In Sardegna, il sistema politico è malato. Non potrebbe essere altrimenti visto che il Consiglio regionale, la giunta regionale e il suo Presidente sono il prodotto illegittimo di una legge elettorale incostituzionale; che una parte importante del ceto politico è interessata da una questione morale che spesso sconfina in una vera e propria questione “giudiziaria”.

Ma questi, a ben vedere, sono solo i sintomi di una patologia che riconosce una eziologia ben precisa: la cattiva politica. Quella politica, piccola, piccola, che non perde occasione per manifestare il suo disprezzo della pubblica opinione. Quella cattiva politica che, dopo aver contribuito ad incancrenire i drammatici problemi in cui si dibatte la Sardegna, aver approvato tutte le azioni del governo regionale – dalle leggi finanziarie e di bilancio alle politiche ambientali, da quelle paesaggistiche a quelle energetiche, dalla cosiddetta riforma degli enti locali a quella sanitaria – decide di tirarsi fuori dal disastro che essa stessa ha determinato.

Un comportamento che ricorda quei bambini viziati e dispettosi che quando vedono che la partita si mette male prendono il pallone e scappano via.

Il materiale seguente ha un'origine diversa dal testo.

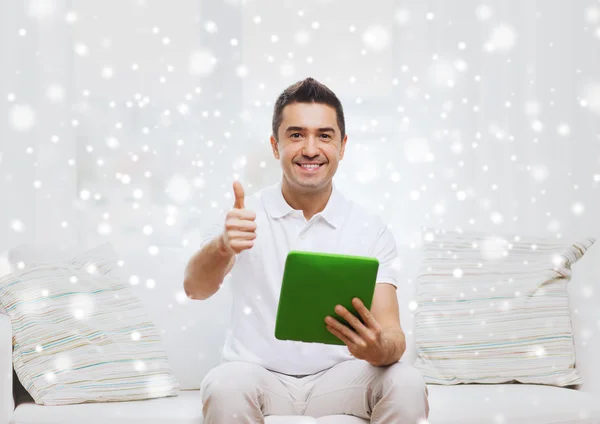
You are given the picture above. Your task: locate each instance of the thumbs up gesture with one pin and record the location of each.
(240, 226)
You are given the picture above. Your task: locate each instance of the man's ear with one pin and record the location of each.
(343, 146)
(275, 147)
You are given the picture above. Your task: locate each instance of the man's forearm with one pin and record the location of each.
(394, 343)
(206, 270)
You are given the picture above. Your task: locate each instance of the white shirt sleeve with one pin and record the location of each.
(384, 250)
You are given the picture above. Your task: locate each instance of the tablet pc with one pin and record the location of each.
(313, 284)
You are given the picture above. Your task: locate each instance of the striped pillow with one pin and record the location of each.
(493, 309)
(80, 334)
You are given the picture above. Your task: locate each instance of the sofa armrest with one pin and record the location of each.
(7, 404)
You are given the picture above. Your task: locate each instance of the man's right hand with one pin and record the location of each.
(240, 226)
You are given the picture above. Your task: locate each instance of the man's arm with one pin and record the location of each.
(386, 312)
(206, 270)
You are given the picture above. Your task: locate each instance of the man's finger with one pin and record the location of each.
(238, 191)
(364, 312)
(340, 336)
(351, 319)
(346, 331)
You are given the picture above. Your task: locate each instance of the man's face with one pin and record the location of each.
(309, 135)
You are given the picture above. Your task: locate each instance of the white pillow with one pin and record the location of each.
(495, 309)
(80, 334)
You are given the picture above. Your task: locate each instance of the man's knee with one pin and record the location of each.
(406, 383)
(403, 375)
(231, 379)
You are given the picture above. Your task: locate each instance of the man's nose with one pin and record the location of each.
(311, 147)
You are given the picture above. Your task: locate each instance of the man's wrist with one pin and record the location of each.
(391, 348)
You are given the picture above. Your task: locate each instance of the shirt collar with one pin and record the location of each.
(333, 213)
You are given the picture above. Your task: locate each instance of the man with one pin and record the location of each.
(261, 375)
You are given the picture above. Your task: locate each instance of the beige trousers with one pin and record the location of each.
(245, 393)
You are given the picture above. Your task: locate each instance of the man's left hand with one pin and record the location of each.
(364, 341)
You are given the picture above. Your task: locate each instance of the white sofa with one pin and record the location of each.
(194, 331)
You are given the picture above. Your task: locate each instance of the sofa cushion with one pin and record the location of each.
(495, 309)
(186, 408)
(461, 404)
(510, 404)
(80, 335)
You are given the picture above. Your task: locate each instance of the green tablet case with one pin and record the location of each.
(313, 284)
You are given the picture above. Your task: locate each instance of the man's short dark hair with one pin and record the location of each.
(308, 90)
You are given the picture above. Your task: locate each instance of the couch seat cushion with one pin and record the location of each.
(510, 403)
(186, 408)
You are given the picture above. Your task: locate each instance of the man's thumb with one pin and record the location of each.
(238, 191)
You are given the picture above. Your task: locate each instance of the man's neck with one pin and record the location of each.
(310, 203)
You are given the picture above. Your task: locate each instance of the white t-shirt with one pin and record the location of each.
(342, 227)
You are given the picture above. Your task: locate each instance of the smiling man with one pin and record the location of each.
(261, 375)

La stessa cattiva politica che, non avendo vincoli di coerenza, può tranquillamente sostenere indifferentemente giunte e politiche di destra o di centro-sinistra. Quella che pensa che basti assumere una nuova identità, per potersi presentare, lindi e pinti e con le mani libere, tra due anni o forse prima, ai cittadini sardi, sperando che abbiano poca memoria e sopratutto che non riconoscano, sotto quel nuovo look, la vecchia politica trasformista.

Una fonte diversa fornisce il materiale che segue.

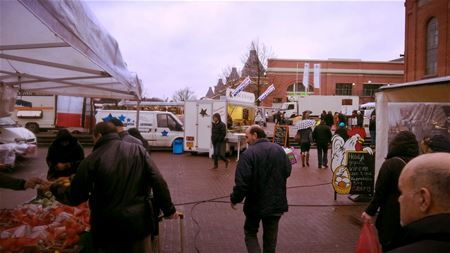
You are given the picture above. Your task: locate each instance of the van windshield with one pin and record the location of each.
(7, 121)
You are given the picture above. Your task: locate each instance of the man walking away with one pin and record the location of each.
(425, 205)
(261, 176)
(218, 133)
(322, 137)
(116, 178)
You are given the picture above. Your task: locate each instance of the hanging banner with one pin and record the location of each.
(266, 93)
(317, 75)
(306, 76)
(241, 86)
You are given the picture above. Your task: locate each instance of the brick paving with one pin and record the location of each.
(315, 221)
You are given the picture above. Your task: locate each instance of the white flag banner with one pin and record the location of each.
(317, 75)
(306, 76)
(241, 86)
(266, 93)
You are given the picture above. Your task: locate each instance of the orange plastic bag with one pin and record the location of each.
(368, 240)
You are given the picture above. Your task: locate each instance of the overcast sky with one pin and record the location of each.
(176, 44)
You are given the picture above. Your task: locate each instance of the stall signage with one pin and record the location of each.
(241, 86)
(243, 96)
(281, 135)
(267, 92)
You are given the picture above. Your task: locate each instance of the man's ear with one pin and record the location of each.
(424, 196)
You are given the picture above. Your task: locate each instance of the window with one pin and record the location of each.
(298, 87)
(432, 47)
(166, 120)
(277, 100)
(343, 89)
(370, 89)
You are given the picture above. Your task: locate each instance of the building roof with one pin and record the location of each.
(234, 75)
(430, 81)
(252, 64)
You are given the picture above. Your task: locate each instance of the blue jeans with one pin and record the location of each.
(322, 154)
(218, 152)
(270, 233)
(372, 137)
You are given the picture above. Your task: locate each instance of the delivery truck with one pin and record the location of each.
(159, 128)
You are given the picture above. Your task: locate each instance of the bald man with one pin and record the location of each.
(424, 184)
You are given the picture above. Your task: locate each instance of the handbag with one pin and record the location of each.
(368, 240)
(298, 136)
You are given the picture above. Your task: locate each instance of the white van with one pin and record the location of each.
(159, 128)
(15, 140)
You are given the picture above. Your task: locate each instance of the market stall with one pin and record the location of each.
(422, 107)
(55, 47)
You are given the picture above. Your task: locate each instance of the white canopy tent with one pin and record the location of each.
(58, 47)
(422, 107)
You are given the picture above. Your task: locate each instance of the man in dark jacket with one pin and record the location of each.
(425, 205)
(116, 178)
(261, 176)
(64, 155)
(401, 150)
(218, 133)
(322, 137)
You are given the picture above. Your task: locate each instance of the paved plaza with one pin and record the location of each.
(315, 221)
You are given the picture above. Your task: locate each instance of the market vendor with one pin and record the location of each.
(117, 178)
(64, 155)
(13, 183)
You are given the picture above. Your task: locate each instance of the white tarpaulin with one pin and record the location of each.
(58, 47)
(422, 107)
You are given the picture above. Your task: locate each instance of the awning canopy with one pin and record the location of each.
(58, 47)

Ma la cattiva politica assume spesso il volto cinico e freddo del burattinaio che dalla ovattate stanze di una qualche Fondazione tira le fila del potere. Grazie, anche, alle risorse di cui dispone, condiziona le istituzioni, la vita interna dei partiti, ma anche e sopratutto l’economia, la cultura, gli affari. Oggi il potere in Sardegna ha le sembianze rassicuranti di un grande filantropo che distribuisce con generosità incarichi e prebende: presidenze, assessorati, autorità varie.

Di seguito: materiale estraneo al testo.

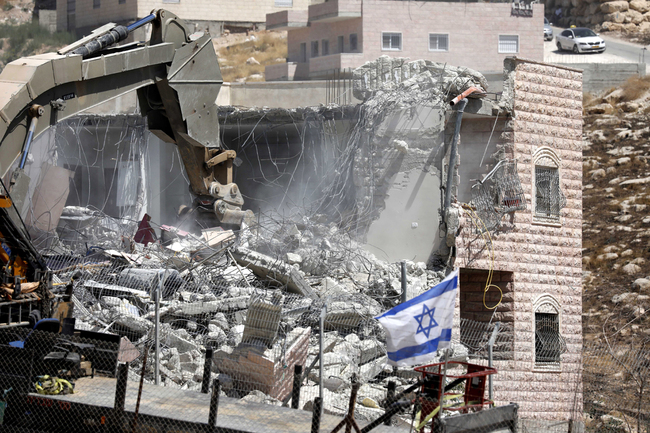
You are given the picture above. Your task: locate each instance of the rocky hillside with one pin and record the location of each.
(628, 18)
(616, 212)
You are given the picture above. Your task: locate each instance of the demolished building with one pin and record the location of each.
(342, 194)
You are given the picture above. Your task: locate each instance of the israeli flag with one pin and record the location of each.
(417, 328)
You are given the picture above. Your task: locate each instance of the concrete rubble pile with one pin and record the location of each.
(257, 304)
(255, 297)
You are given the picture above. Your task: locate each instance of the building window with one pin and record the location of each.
(391, 41)
(438, 42)
(549, 344)
(353, 42)
(547, 194)
(508, 44)
(548, 341)
(303, 52)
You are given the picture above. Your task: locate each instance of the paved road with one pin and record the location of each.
(618, 51)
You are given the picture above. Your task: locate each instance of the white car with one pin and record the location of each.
(580, 40)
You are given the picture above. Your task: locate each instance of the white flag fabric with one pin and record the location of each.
(417, 328)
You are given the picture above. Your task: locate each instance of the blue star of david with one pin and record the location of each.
(426, 312)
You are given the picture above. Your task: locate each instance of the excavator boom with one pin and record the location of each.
(177, 78)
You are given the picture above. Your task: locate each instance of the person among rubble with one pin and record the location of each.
(145, 234)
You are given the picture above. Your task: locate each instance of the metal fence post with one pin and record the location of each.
(158, 294)
(403, 266)
(297, 382)
(320, 351)
(120, 397)
(315, 418)
(214, 406)
(207, 370)
(493, 337)
(390, 396)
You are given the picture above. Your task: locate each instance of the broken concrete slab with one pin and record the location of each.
(100, 289)
(267, 267)
(263, 320)
(174, 338)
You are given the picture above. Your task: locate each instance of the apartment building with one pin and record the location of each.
(340, 34)
(211, 15)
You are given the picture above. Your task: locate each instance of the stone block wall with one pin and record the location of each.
(230, 11)
(545, 103)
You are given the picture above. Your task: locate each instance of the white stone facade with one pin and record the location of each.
(543, 260)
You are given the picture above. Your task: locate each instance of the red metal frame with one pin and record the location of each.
(475, 381)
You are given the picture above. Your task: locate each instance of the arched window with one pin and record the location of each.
(549, 344)
(548, 199)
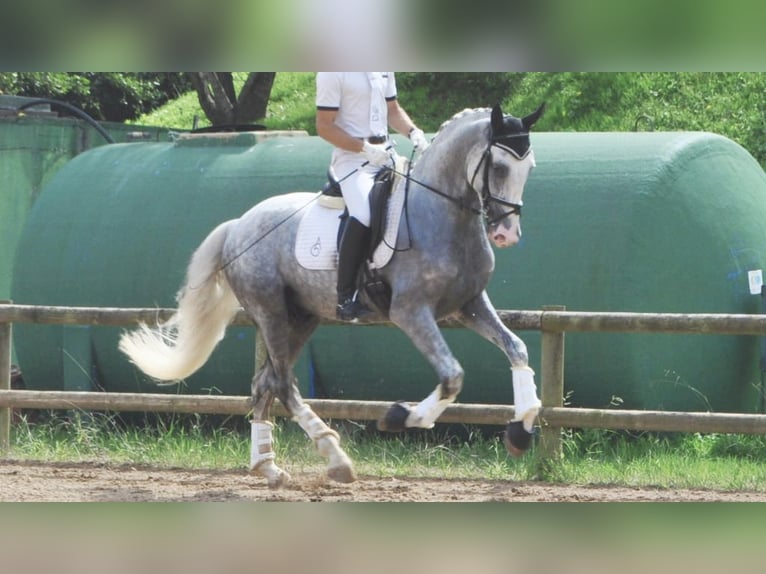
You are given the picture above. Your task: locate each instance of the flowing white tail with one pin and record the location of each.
(206, 306)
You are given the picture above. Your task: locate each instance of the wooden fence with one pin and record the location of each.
(553, 322)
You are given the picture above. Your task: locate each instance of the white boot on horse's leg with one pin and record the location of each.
(426, 412)
(339, 465)
(262, 455)
(518, 433)
(525, 401)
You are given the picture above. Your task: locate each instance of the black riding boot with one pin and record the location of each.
(351, 252)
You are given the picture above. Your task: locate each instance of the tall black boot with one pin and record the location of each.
(351, 252)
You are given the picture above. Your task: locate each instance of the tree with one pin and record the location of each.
(219, 100)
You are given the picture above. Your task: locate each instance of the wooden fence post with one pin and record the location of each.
(552, 385)
(5, 383)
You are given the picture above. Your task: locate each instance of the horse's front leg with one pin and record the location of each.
(421, 327)
(480, 316)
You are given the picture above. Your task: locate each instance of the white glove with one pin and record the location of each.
(376, 155)
(418, 139)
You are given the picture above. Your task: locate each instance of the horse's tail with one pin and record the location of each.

Ai predestinati si richiedono fedeltà e obbedienza, il merito e la competenza sono spesso degli optional. Un potere che disprezza la volontà popolare e che vorrebbe addirittura coartarla, come nel caso di quel sindaco della capitale del capo di sopra a cui niente è stato risparmiato per impedirgli di amministrare. Il sistema politico sardo è una palude stagnante, tutto rimane immobile sotto una cappa di aria mefitica. La Sardegna ha bisogno di uno scossone forte, violento.

C’è l’urgenza di avviare un processo di profondo rinnovamento. La Sardegna ha necessità di aria pulita, fresca, limpida, trasparente, che spazzi via i tanti, troppi, “gattopardi” della politica. La Sardegna ha bisogno della buona politica.